Scènes de la vie des Légers (19) : Maladie, Inhumation

 

Maladie

Un Léger est vieux et malade. Une infirmière lui prodigue des soins. Elle le nettoie. Il s’en remet entièrement à elle. Il n’a pas le choix, il ne peut pas bouger. Ils franchissent ensemble, par nécessité, les barrières habituelles de l’intimité et de la pudeur.

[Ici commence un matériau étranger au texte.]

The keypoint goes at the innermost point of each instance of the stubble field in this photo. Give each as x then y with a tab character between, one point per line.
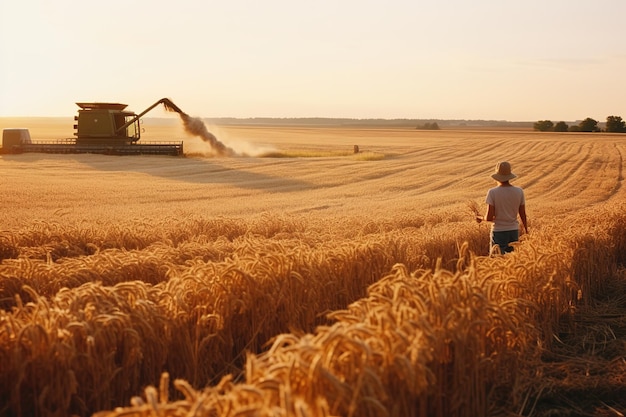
301	278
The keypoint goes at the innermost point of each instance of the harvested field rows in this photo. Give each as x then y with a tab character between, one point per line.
331	283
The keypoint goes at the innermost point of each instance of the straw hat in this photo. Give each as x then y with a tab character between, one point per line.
503	172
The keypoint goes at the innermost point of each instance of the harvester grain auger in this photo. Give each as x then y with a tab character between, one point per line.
105	128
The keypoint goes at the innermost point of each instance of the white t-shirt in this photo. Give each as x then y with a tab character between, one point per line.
506	200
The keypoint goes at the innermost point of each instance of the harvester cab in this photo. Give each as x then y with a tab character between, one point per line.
106	123
106	128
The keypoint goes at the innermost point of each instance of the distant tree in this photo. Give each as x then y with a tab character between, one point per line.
589	125
615	124
543	125
561	127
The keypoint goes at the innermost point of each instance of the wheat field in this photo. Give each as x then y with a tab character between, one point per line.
303	279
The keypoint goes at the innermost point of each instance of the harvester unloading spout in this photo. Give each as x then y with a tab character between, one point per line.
167	103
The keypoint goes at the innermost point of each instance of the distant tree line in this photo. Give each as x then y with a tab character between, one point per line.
614	124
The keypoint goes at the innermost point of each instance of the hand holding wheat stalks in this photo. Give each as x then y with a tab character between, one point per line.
475	209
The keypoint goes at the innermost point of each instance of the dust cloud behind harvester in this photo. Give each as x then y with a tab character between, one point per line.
195	126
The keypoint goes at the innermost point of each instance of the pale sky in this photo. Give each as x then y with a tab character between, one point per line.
434	59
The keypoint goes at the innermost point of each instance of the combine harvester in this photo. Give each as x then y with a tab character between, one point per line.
102	128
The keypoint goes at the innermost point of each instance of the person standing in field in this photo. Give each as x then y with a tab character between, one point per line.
504	203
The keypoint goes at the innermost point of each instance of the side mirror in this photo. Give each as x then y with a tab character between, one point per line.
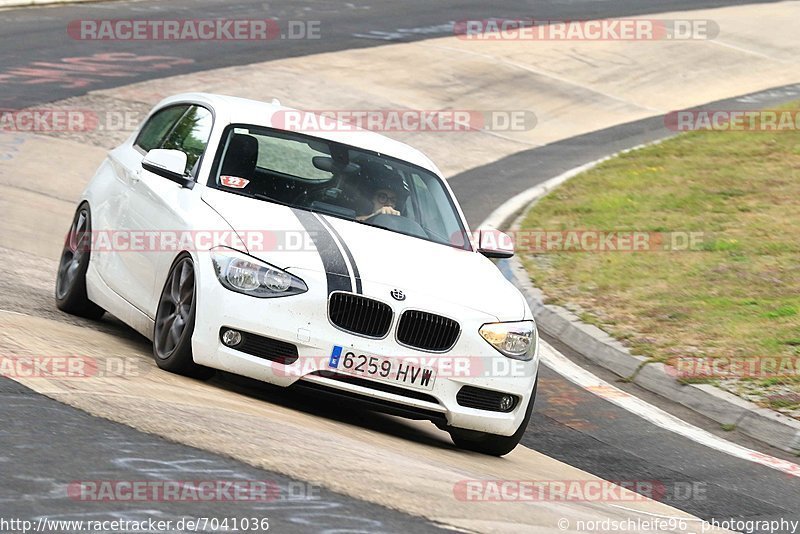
494	243
169	164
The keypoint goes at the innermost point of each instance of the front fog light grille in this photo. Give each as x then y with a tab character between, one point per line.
486	399
427	331
274	350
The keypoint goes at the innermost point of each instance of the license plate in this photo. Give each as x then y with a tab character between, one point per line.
379	368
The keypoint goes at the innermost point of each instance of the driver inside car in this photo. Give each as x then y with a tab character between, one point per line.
385	192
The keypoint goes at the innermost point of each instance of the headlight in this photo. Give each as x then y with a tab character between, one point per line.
245	274
515	340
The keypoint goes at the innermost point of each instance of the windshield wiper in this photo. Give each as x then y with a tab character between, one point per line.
262	196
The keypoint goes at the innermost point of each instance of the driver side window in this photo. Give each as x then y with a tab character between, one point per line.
183	127
158	126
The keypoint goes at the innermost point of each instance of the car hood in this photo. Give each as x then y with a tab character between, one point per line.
298	239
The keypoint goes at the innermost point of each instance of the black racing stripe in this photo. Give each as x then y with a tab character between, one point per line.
332	259
356	274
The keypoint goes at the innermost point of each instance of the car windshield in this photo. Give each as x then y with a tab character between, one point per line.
343	181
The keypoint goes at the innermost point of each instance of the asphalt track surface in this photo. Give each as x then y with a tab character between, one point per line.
34	42
569	424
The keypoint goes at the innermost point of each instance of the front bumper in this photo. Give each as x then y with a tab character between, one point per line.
302	321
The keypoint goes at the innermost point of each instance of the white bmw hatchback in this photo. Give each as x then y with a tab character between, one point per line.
336	259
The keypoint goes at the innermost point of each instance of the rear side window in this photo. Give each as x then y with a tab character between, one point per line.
191	134
158	126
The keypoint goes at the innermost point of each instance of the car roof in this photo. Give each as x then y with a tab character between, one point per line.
235	110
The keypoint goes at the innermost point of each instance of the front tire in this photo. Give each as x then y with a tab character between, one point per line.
493	444
70	291
174	324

Cette toilette intime le contraint à une familiarité non souhaitée. Mais alors qu’il craignait de se sentir brusqué et choqué qu’une étrangère lui lave les fesses et le sexe, il se laisse faire docilement. Il s’abandonne, et elle comprend qu’il lui signifie : « Vous ne touchez que mon corps, Mademoiselle, que mon enveloppe, quelle importance, qu’est-ce que cela vous dit vraiment de moi ? »

Mais en vérité, il y guette encore aussi quelque plaisir.

*


Inhumation

Les Légers enterrent un des leurs. Ils observent une minute de silence. Les rares conversations se taisent. Il n’y a plus soudain que le concert des oiseaux, le frissonnement de la brise dans les branches, le bourdonnement intermittent d’une mouche, l’étirement d’un nuage dans le bleu du ciel. Rien qui parle, rien qui crie. Tout est si tranquille qu’il leur faut quelques instants pour s’habituer : abstraction faite des reniflements d’une sœur et d’une cousine, ils entendent la paix du monde.

Pour les Légers, cette paix est chose tangible : les fleurs embaument, le soleil grésille, la terre respire : c’est naturel, immémorial, évident. Pris par l’harmonie qui les berce, les Légers se disent qu’au fond, tout finit bien, et que la vie est un mystère d’une insondable simplicité. Certes, le défunt commence à se décomposer, et il sera bientôt pareil à tous les morts depuis la nuit des temps, mais tout finit bien. La paix est là, dans ce retour à la poussière. Chacun le sait.

Quelque chose d’imperceptible les retient cependant d’être complètement et définitivement sereins. Presque. Ils le sont presque.